May 21st… Soviet leader Nikita Khrushchev accepted the recommendation from his Defense Council to place nuclear missiles in Cuba.

 

May 22nd… Continental Airlines Flight 11 crashed on a farm near Unionville, Missouri, after the in-flight detonation of a bomb near the rear lavatory. All 45 passengers and crew on the Boeing 707 jet flight from Chicago to Kansas City, were killed. Contact was lost at 9:15 pm and the plane had disappeared from radar at 9:40 after leaving behind a 60-mile line of debris, including a briefcase with the initials “T.G.D.”; Thomas G. Doty, one of the passengers, who had been on his way to Kansas City to face criminal charges for armed robbery, had taken out $300,000 in insurance payable to his wife, and had bought sticks of dynamite at a hardware store, before carrying out the murder-suicide.

 

May 23rd…  The first successful reattachment (replantation) of a severed limb was accomplished by Dr. Ronald A. Malt at Massachusetts General Hospital in Boston. Everett Knowles, a 12-year-old boy, had had his right arm severed at the shoulder by a freight train.
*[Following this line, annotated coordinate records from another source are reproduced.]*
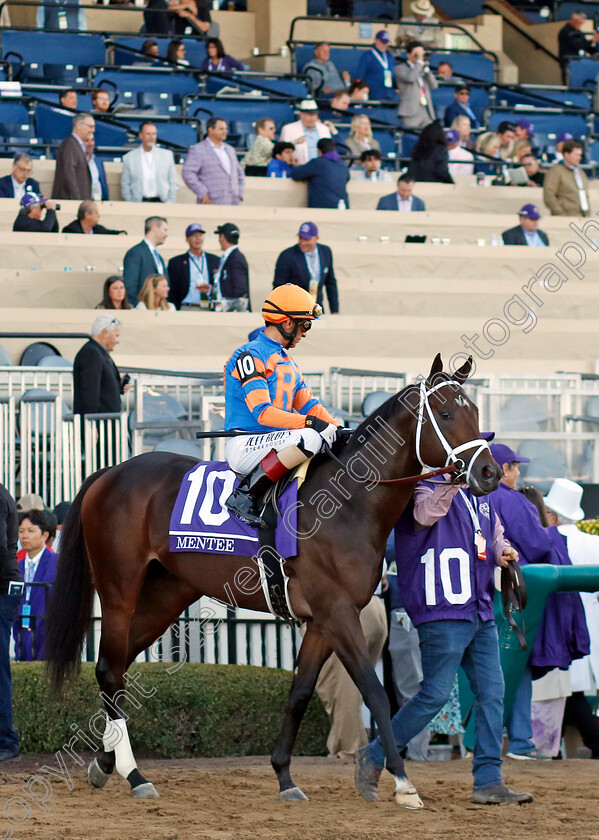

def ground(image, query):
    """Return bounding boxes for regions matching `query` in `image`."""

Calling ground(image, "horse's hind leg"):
[271,624,332,802]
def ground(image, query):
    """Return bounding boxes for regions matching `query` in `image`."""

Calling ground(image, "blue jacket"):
[376,192,426,213]
[289,155,349,208]
[13,548,56,662]
[444,102,480,128]
[123,242,169,306]
[0,175,41,198]
[356,46,396,99]
[272,245,339,313]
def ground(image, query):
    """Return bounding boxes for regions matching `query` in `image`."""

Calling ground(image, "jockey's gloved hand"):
[306,414,338,446]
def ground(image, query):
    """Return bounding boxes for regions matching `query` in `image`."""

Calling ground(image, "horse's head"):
[416,354,501,496]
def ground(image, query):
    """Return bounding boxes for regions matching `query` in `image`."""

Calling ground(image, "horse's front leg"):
[322,603,423,808]
[271,622,332,802]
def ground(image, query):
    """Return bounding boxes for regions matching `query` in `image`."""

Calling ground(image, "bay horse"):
[46,355,501,808]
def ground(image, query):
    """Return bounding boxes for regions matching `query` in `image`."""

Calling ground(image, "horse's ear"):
[453,356,472,385]
[427,353,443,383]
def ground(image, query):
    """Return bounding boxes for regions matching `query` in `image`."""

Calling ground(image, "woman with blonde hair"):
[135,274,175,312]
[345,114,381,157]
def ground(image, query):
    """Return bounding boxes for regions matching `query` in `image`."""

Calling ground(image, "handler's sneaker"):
[472,783,532,805]
[354,746,383,802]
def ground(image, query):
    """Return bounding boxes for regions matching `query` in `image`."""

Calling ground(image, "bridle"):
[416,379,489,484]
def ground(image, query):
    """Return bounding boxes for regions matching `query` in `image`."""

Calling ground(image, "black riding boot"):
[225,464,272,528]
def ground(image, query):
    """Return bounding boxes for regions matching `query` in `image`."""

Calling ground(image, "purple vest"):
[493,481,551,566]
[395,482,495,626]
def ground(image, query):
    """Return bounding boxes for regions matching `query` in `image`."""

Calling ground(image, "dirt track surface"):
[0,756,599,840]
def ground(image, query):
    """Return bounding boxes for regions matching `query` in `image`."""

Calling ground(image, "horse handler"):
[355,481,532,805]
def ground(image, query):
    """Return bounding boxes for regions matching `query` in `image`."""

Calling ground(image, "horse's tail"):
[45,469,106,694]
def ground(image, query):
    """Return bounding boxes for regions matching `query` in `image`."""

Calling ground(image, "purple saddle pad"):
[169,461,297,558]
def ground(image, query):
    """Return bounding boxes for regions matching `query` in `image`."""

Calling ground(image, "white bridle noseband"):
[416,379,489,482]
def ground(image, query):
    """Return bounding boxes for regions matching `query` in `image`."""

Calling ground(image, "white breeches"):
[225,429,322,475]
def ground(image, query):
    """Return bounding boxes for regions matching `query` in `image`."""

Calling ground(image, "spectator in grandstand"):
[121,120,179,204]
[437,61,457,82]
[279,99,331,164]
[395,41,439,128]
[0,152,41,201]
[168,222,220,309]
[552,130,576,163]
[504,204,549,246]
[200,38,248,73]
[241,117,277,175]
[166,38,189,67]
[444,83,479,128]
[302,41,351,96]
[497,120,516,160]
[73,313,131,414]
[96,274,133,309]
[92,88,110,114]
[35,0,87,32]
[445,128,474,178]
[123,216,168,306]
[62,200,127,236]
[266,141,295,178]
[13,510,57,662]
[408,118,452,184]
[168,0,212,36]
[543,140,591,216]
[347,79,370,102]
[520,155,545,187]
[135,274,175,312]
[557,12,599,79]
[376,172,426,213]
[514,120,535,142]
[272,222,339,315]
[345,114,381,158]
[12,193,58,233]
[356,29,395,99]
[214,222,251,312]
[289,137,349,209]
[85,134,110,201]
[52,114,96,201]
[58,88,78,111]
[181,117,245,204]
[349,149,391,181]
[396,0,443,48]
[0,484,23,761]
[512,137,532,163]
[451,115,474,151]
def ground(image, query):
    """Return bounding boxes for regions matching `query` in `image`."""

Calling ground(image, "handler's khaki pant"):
[316,595,387,758]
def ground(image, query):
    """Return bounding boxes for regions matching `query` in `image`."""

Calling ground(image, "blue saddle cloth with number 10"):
[169,461,297,558]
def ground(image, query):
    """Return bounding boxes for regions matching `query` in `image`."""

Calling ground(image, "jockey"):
[224,283,339,527]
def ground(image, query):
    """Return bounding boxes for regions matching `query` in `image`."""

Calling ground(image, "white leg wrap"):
[104,718,137,779]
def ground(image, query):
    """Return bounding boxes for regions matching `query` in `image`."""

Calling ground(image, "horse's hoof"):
[131,782,160,799]
[393,776,424,811]
[87,758,110,788]
[279,787,308,802]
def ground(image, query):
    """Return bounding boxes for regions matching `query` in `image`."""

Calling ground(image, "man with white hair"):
[545,478,599,759]
[73,314,130,414]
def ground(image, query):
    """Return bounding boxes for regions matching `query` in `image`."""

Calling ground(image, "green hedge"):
[12,662,329,758]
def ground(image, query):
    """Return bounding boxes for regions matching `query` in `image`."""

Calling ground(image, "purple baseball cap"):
[516,120,535,137]
[489,443,530,466]
[297,222,318,239]
[555,131,574,143]
[21,193,46,207]
[185,222,206,237]
[518,204,541,219]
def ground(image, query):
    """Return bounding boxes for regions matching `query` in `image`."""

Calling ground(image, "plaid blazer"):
[181,140,245,204]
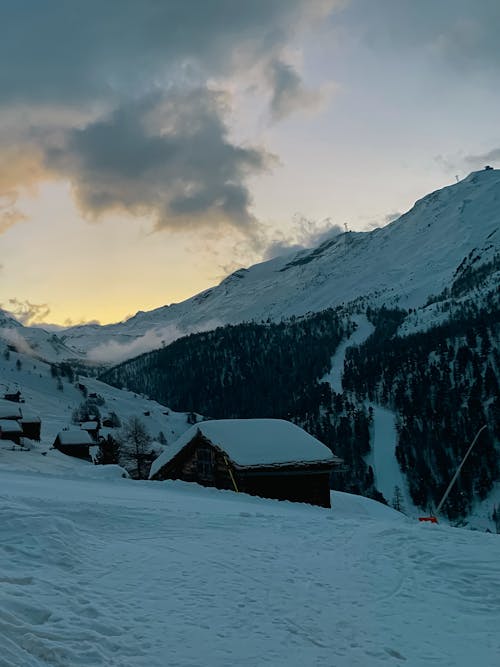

A year after the limb was saved, Everett could move all five fingers and bend his wrist, and by 1965, he was again playing baseball and tennis.

 

May 24th… Project Mercury: Scott Carpenter orbited the Earth three times in the Aurora 7 space capsule, then splashed down 250 miles off course. He was located and rescued by the aircraft carrier USS Intrepid. Carpenter’s rocket lifted off from Cape Canaveral at 7:45 am local time, went around the Earth three times, then began its return at 1:30. Instead of being tilted 34° toward the horizon, the capsule was inclined at 25° and overshot its mark, landing at 1:41 pm. Carpenter deployed a rubber raft and stayed afloat for another three hours before being spotted.

… The U.S. Embassy in Moscow renewed the passport of Lee Harvey Oswald and approved the entry of his wife and daughter into the United States.

 

May 31st… Died: Adolf Eichmann, 56, German Nazi and SS Obersturmbannführer (Lieutenant Colonel) and one of the major organizers of the Holocaust, was hanged for his role in the extermination of 6,000,000 European Jews. The first execution in the history of modern Israel took place at 11:58 pm local time “on an improvised scaffold in a third story storeroom” at the Ramleh prison near Tel Aviv. The body was cremated soon afterward and Eichmann’s ashes scattered over the Mediterranean Sea.